Graziano Pascale
Si hace algunos años alguien hubiera osado pronosticar que, en función de sus compromisos políticos y económicos con una dictadura militar, el Frente Amplio apoyaría un fraude electoral para que esa dictadura siguiera en el poder, hubiera sido tachado de provocador delirante, destinado a un centro psiquiátrico más que al debate político.
Hoy es una realidad tangible, imposible de ser negada, y atrapa al gobierno electo de un modo que sólo el colaboracionismo que asoma en algunas fuerzas políticas desplazadas del poder hace que sea menos urticante de lo que uno esperaría en una sociedad con cimientos democráticos sólidos.
Quizás esa resignación que se observa en el núcleo duro del gobierno que perdió las elecciones sea, al fin de cuentas, el reflejo de la fragilidad de esos cimientos democráticos que uno creía sólidos en el Uruguay.
Veamos. El Secretario designado de la Presidencia de la República, Alejandro Sánchez, asume que como el dictador Nicolás Maduro ejerce el gobierno en Venezuela eso prueba su legitimidad, y dar por cerrado cualquier debate al respecto. Un argumento similar, aunque más desembozado, es el del futuro ministro de Trabajo, el líder comunista Juan Castillo.
Este tipo de comentarios públicos, a los que se ha unido también el del senador Caggiani, que al igual que Sánchez pertenece al sector del presidente electo Yamandú Orsi, no hacen más que sembrar la duda sobre el rumbo que tomará la política exterior uruguaya en el próximo período de gobierno.
Es extraño el silencio tanto del presidente electo como el del designado canciller Mario Lubetkin. En tiempos de redes sociales, que permiten a ciudadanos comunes y dirigentes políticos expresarse en forma instantánea sobre temas de alto interés público, este silencio es muy elocuente.

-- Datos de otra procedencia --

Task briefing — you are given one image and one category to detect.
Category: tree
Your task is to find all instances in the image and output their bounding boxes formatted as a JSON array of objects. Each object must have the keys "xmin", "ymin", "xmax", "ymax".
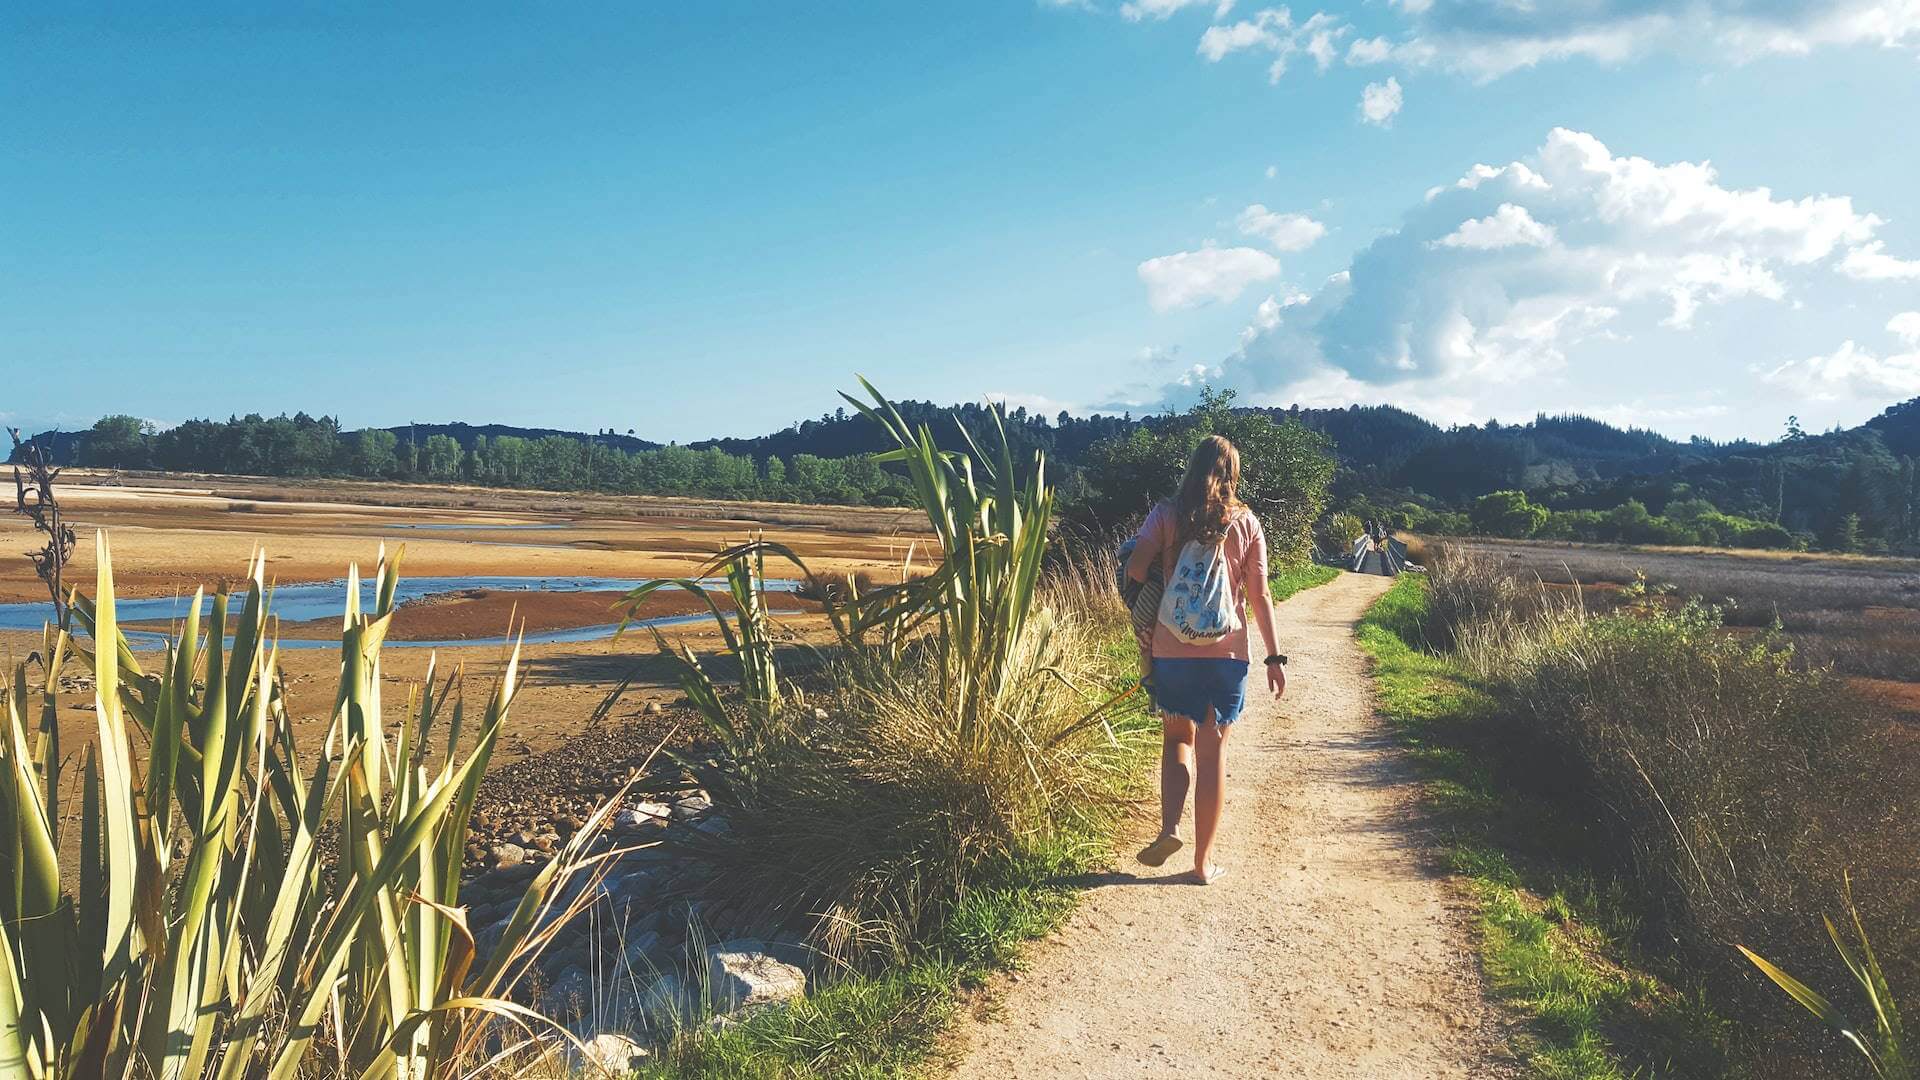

El intento por contrastar este equivocado posicionamiento internacional del gobierno electo con situaciones domésticas o incluso con otros problemas internacionales importantes, deja aún más en evidencia el colapso moral que implica apoyar una dictadura militar que viola los derechos humanos con igual o mayor saña de lo que lo hicieron otras dictaduras en el pasado en nuestro continente, e incluso en Uruguay.
Los derechos humanos no se toman vacaciones. Se defienden los 365 días del año, a todas las horas. Y cuando esa obligación deja de ser cumplida por una organización política cuya identidad se construyó en torno de ese discurso, es legítimo pensar que se trataba de una estrategia oportunista y cínica, que se puede abandonar -como está ocurriendo hoy ante los ojos del país entero- cuando esos derechos humanos son avasallados por una dictadura militar con la que esa organización política hizo lucrativos negocios en el pasado.
El Uruguay, de la mano ahora del Frente Amplio, va a ingresar en un camino peligroso. La dictadura de Maduro, aislada en la región y en el mundo, conserva todavía el apoyo de regímenes de dudosas o nulas credenciales democráticas, que en algunos casos suponen además un riesgo serio para la paz mundial.
Esa es la peor compañía que un nuevo gobierno podría tener. No sólo porque compromete su gestión desde el primer día, sino porque destruye lo que podríamos llamar su «corazón ético». Si el Frente Amplio, desde el gobierno del Uruguay, se convierte en aliado y defensor de una dictadura criminal, nada bueno podrá esperar el país en los próximos años.
Ojalá el presidente electo, al poner fin a sus vacaciones, pueda comprender la gravedad de los peligros que su propio gobierno va a correr al alinearse con semejantes compañeros de ruta.